Rarely do taxpayers benefit when elected or appointed officials conduct public business in the shadows.
Oversight and accountability are the core principles of Florida’s Sunshine Law. HB 843 would eviscerate these important tenets.
February 16, 2017
Florida’s Sunshine Law defines “meeting” as any discussion of public business by two members of the same board, council, commission, agency, et al, at the municipal, county or state level. This statute has been on the books for almost 50 years.
House Bill 843, filed by state Rep. Byron Donalds, R-Naples, would create a cavernous exemption by redefining “meeting.”
Under the proposal, meetings between two members of the same board would be exempt.
“Two members of any board or commission … with a total memberships of at least five members may meet in private and discuss public business without providing notice of such meeting, recording such meeting or making such records open to public inspection,” the bill states.
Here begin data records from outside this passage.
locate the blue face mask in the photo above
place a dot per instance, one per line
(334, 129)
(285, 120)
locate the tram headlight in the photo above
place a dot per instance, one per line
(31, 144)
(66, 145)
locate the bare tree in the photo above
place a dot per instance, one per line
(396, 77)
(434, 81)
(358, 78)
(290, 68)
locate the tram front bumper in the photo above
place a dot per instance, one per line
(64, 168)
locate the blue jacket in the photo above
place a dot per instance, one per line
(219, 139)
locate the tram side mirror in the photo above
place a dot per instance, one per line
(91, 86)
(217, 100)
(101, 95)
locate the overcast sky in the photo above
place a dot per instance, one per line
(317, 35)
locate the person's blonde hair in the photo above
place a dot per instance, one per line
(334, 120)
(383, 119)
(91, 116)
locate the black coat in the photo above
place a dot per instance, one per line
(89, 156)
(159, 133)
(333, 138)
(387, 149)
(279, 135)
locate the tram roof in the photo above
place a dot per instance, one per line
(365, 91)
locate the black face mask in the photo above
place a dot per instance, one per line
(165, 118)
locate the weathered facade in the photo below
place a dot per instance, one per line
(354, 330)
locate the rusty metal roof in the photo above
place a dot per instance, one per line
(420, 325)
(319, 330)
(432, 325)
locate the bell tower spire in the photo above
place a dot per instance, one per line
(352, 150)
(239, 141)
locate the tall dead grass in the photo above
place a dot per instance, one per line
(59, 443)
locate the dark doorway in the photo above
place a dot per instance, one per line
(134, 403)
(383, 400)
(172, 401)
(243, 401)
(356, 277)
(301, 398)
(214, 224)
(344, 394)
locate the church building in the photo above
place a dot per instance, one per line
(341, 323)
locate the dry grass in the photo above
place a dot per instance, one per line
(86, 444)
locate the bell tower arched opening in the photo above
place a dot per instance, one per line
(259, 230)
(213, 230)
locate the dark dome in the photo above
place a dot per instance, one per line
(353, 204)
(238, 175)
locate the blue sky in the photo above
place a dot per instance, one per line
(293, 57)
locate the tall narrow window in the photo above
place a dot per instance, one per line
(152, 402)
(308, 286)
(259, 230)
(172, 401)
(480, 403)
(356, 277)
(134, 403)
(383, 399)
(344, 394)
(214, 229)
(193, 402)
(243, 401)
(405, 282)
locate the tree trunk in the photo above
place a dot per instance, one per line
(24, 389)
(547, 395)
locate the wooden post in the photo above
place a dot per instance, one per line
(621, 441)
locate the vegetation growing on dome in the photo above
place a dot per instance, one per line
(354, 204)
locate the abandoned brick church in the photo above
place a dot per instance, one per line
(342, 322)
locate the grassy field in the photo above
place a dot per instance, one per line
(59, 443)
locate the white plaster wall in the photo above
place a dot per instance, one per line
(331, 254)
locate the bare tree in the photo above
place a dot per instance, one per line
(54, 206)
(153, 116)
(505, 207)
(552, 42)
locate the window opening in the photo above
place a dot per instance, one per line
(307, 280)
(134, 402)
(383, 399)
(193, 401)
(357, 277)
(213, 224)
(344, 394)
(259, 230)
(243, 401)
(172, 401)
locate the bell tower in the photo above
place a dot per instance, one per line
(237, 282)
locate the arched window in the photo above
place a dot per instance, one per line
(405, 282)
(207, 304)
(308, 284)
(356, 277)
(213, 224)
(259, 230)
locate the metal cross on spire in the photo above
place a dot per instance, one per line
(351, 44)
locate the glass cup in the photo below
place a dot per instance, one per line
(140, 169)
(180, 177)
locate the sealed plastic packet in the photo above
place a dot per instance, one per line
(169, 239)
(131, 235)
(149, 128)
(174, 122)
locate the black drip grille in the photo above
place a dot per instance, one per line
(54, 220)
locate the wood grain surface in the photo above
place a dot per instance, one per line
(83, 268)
The proposal contains a few caveats. The one-on-one meetings would be exempt from Sunshine Law as long as members do not: 1) adopt a resolution or rule or take any other formal action; or 2) discuss any appropriation involving the expenditure of public funds.
As Petersen noted, board and commission members already have a mechanism in place to share their thoughts with one another. They just can’t “discuss” issues in private.
“The Florida attorney general has said a board member can email another member to let that member know what he or she thinks about an issue,” Petersen said. “This is OK as long as one member doesn’t solicit a response from the other. It’s not OK to write, ‘This is what I think, what do you think?'”
A change in the law could give rise to what Petersen calls “daisy chaining.” In this scheme, “Commissioner A and Commissioner B meet in private; Commissioner B then meets with Commissioner C” and so on down the line, with all commissioners eventually “coming to some sort of consensus.”
All of it would be conducted behind closed doors. And there would be no public record of these deliberations.
Here’s the kicker with HB 843: The author is casting his proposal as a public benefit.
Really.
“Exempting such one-on-one meetings from public meetings and records requirements will allow such members to better serve the interests of the public, which they have been elected or appointed to represent,” the bill states. “Therefore, the Legislature finds that this exemption from public meetings and public records requirements is a public necessity.”
What a crock!
Rarely do taxpayers benefit when elected or appointed officials conduct public business in the shadows.
Oversight and accountability are the core principles of Florida’s Sunshine Law. HB 843 would eviscerate these important tenets.